Once complete, the development will service regional iron ore miners exporting bulk iron ore products, including Murchison’sJack Hills Project
owned
in a 50 percent joint venture with
Crosslands.

At project completion in 2015, the expectation is for Oakajee Port to handle a throughput of 42 million wet tonnes per annum (Mwtpa) with the likely requirement for an expansion to accommodate 45 Mwtpa.

According to Matthews, OPR’s feasibility study is based on an average throughput of $5.45 per wet tonne at a cost of $5.94 billion, including $508 million in construction costs.

An estimated $723 million will be required for port common use infrastructure facilities such as the breakwater, turning channel and navigation aids. This incorporates rolling stock priced at $273 million.

Since its initial budget estimate of $5.24 billion in November 2010, the project’s direct capital costs have
spiralled 3.6 percent to $5.43 billion.

At this stage, Murchison says OPR is yet to establish binding agreements for the provision of infrastructure services and is still working toward finalising the terms of its contractual arrangements with the State Government.

"The study has yet to receive formal sign-off from the Management Committee of OPR, and remains subject to detailed review by Murchison and 50 percent joint venture partner Mitsubishi," Matthews says.

More critically, the success of the OPR project depends on the details of long term, take or pay contracts negotiated with key potential customers including Crosslands, Sinosteel Midwest Corporation and Karara Mining.

OPR has not yet reached agreement with any of these parties on the mutually beneficial commercial terms it describes as "Supply Chain Agreements".

The situation was confounded last week when Sinosteel decided to suspend works at its Weld Range iron ore project, which would have represented approximately two thirds of OPR’s business.

Murchison says Sinosteel has confirmed it remains willing to engage in ongoing discussions in relation to the supply chain agreements necessary for the project to move ahead.

"To this end, Sinosteel is seeking a revised tariff structure and further certainty on scheduling, including the date by which the port and rail infrastructure will be delivered," Matthews says.

"Murchison fully supports re-engagement with Siniosteel on this basis with respect to the Weld Range project, and notes the ongoing willingness to engage by all parties – OPR, Crosslands and Karara Mining."

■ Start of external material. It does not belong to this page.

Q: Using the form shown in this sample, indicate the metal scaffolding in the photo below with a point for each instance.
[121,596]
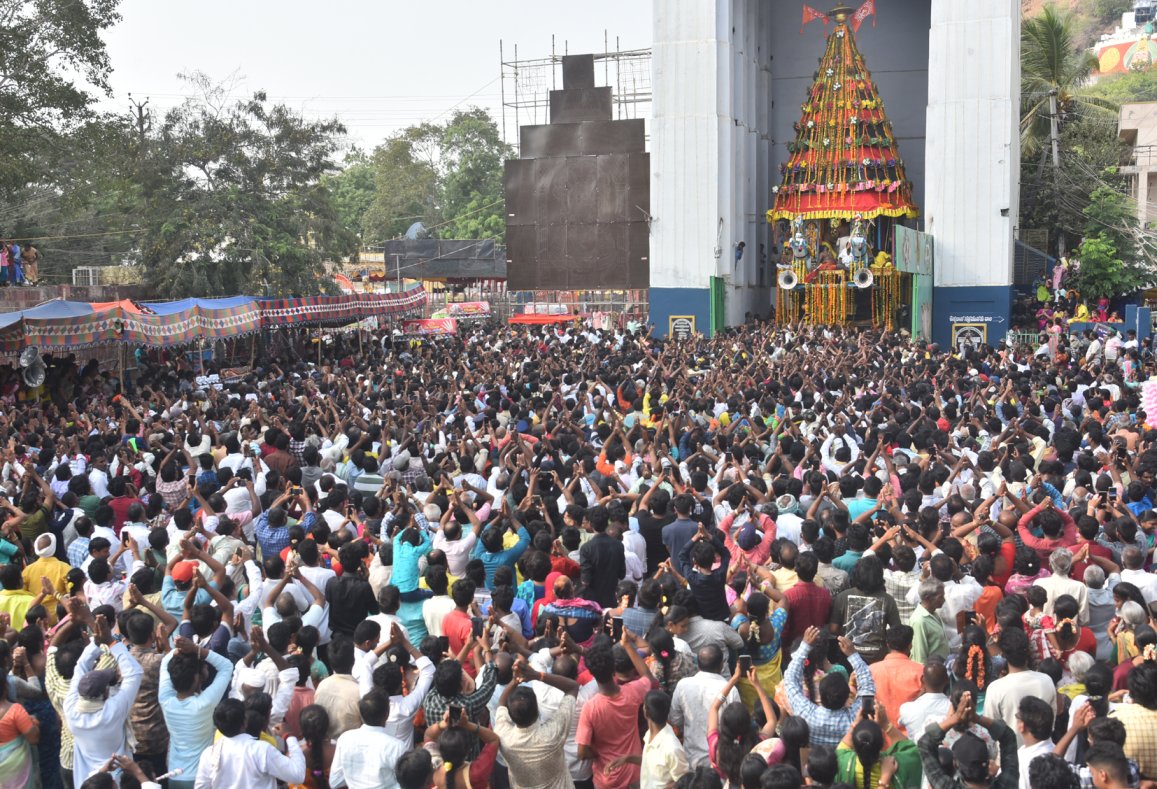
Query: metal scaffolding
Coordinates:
[527,85]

While the supply chain agreement process between OPR and its potential foundation customers is incomplete, Murchison says it expects that all parties will ultimately reach agreement around commercial arrangements that are required to unlock the value of all of the projects in the region.

"Approvals for the project are well advanced and we are working on the assumption the project go ahead will be in the March quarter 2012 with first shipping through Oakajee targeted for 2015," Matthew says.

"Murchison continues to review its funding options and opportunities.

"Following the release of the feasibility studies, Murchison will continue with a strategic review that was commenced to maximise shareholder value."

"Murchison looks forward to progressing both projects to the next stage of development."